Any hints appreciated. If source hacking will be necessary, I'll do it, as I had to to get cyrus-sasl to work wirh virtual mailing adresses.

TIA

 mcdeck

----------

## kashani

Hmmm I'd suspect that problems creating .Sent and whatnot are more likely to originate from Courier-imap than Postfix. Postfix will create .maildir and then new/ cur/ tmp/ underneath that. That's really all that's required from Postfix's point of view. The imap daemon should handle the usual imap folders.

I'd guess in order of likeliness it's a bug in Thunderbird or something is not quite right in Courier. 

kashani

----------

## mcdeck

So I guess I'll have to trace who is creating which directories .. furhtermore I'll be testing this with outlook (*sigh*) tomorrow. 

I've been browsing the postfix source today and found some make_dir and some other commands .. maybe I'll get the clue tomorrow. 

But for instance, isn't postfix delivering mail to all mailboxes? so shouldn't it be postfix which creates all directories if they don't exists?

----------

## mcdeck

so well, I've been testing this with OE now and it's sending email just like it should, nevertheless, there still is no sent folder. 

And I'd really like this one to be created on first delivery .. *sigh* 

So I guess I'll have to keep on searching  :Smile: 

----------

## jkcunningham

mkdir -p ~/Maildir/newfolder/{new,cur,tmp}

----------

## kashani

 *mcdeck wrote:*   

> So I guess I'll have to trace who is creating which directories .. furhtermore I'll be testing this with outlook (*sigh*) tomorrow. 
> 
> I've been browsing the postfix source today and found some make_dir and some other commands .. maybe I'll get the clue tomorrow. 
> 
> But for instance, isn't postfix delivering mail to all mailboxes? so shouldn't it be postfix which creates all directories if they don't exists?

 

Postfix delivers to .maildir/new and that's it.
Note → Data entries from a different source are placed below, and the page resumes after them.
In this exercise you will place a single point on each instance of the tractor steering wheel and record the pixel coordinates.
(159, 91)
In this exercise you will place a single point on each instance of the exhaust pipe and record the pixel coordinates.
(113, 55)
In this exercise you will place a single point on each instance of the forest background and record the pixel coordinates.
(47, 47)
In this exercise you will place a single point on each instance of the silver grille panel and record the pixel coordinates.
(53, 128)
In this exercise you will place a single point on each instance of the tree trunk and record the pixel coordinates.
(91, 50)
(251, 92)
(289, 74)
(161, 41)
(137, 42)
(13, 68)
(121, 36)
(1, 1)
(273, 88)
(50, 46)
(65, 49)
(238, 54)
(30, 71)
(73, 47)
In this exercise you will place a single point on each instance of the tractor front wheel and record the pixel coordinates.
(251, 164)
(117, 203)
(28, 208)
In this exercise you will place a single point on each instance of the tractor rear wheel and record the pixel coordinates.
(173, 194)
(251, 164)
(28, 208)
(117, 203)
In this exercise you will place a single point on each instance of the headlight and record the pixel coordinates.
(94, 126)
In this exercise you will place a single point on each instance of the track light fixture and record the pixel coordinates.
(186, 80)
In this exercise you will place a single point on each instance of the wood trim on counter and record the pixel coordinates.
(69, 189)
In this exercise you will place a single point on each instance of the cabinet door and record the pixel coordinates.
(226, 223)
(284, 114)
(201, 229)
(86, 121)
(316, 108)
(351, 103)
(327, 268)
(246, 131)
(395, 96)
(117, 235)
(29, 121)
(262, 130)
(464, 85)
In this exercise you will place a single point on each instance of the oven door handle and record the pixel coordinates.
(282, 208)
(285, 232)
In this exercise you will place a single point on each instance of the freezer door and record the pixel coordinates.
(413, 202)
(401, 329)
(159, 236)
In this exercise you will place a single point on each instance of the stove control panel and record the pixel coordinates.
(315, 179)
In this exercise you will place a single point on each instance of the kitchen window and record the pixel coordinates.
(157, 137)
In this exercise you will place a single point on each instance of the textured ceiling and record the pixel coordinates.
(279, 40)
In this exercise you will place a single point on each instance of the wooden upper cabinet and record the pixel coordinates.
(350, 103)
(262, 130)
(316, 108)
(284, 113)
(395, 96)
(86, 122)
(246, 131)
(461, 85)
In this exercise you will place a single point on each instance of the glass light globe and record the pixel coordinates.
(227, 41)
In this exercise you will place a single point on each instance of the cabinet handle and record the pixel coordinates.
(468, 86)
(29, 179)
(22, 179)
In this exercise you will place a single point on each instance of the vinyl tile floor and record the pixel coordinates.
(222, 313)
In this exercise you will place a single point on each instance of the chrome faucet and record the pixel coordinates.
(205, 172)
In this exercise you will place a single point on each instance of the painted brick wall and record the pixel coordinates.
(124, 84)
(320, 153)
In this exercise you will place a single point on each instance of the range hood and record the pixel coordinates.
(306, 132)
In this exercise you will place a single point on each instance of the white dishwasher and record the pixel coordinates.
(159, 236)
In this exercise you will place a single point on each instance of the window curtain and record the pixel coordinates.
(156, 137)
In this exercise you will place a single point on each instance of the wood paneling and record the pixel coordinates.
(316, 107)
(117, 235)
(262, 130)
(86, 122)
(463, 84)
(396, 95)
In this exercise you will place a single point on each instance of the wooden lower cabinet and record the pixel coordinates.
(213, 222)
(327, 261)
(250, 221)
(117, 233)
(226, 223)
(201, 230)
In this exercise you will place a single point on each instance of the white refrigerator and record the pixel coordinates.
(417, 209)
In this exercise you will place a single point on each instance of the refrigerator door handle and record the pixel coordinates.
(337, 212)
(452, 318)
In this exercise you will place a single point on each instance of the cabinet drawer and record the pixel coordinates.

If the .maildir doesn't exists then it'll create it and the 3 sub folders. As far as I know Postfix will NEVER create a .Sent folder because it has no need for one. Courier on the other hand doing it's IMAP stuff will create other sub dirs which Postfix rightly ignores. Adding emails into the .Sent folder is an IMAP function not a SMTP function.

kashani

----------

## mcdeck

 *jkcunningham wrote:*   

> mkdir -p ~/Maildir/newfolder/{new,cur,tmp}

 

that's quite what maildirmake does, right?  :Smile: 

It's all about I want those directories to be created automatically. (That is, those are created, but as mentioned in my first post, none of those needed by courier imap, besides .trash)

 *kashani wrote:*   

> Postfix delivers to .maildir/new and that's it. If the .maildir doesn't exists then it'll create it and the 3 sub folders. As far as I know Postfix will NEVER create a .Sent folder because it has no need for one. Courier on the other hand doing it's IMAP stuff will create other sub dirs which Postfix rightly ignores. Adding emails into the .Sent folder is an IMAP function not a SMTP function.
> 
> kashani

 

Guess you're right on that. (And thanks for trying to help me, btw  :Smile:  )

So I'm stuck, hm?

No way to get courier or postfix to create these folders? maybe 'ill try to pipe emails through a little shell script or something (like It's done with spamassasin .. ) 

So well, I'll keep on trying ..  :Sad: 

----------

## jkcunningham

I'll reiterate what one of the previous respondants already pointed out: postfix creates maildir directories just fine. That's not your problem.

----------

## nobspangle

I have done a quick check and it seems it is the job of the mail client to create the imap folders.

Outlook and Outlook Express both use a local sent folder and therefore will not create a sent folder. I have squirrelmail installed on my gentoo email box and that does create the sent folders.

I've had a look at thunderbird and I can't see a way to automatically create the folders, however the newest version 0.6 does not hang when it can't find the sent folder, it displays an error and asks if you would like to try again or forget about saving the copy. The message is however sent correctly.

If you want the folders to be created automatically you could create a template in /etc/skel then when you set up a new user the directories are also created.

If you want to use Outlook or Outlook Express, you can change the name of Trash to Deleted Items in /etc/courier-imap/imapd

----------

## mcdeck

You were all right. Excuse my foolishness  :Smile: 

first off:

 *Quote:*   

> If you want the folders to be created automatically you could create a template in /etc/skel then when you set up a new user the directories are also created.

 

I found that on various other topics, but as I've got virtual mailhosting here, with no real accounts at all, that's not really an option, but thanks anyway  :Smile: 

It's in fact the client which is to create the folders. I've integrated this into my admin thingy, so it's working perfectly now. So Thunderbird (still using 0.5) seems kind of broken, but I found an option to have it store sent mail locally. But after all, this is not the desired behaviour for an imap mailbox, is it?

Anyhow, thank you all

Regards

----------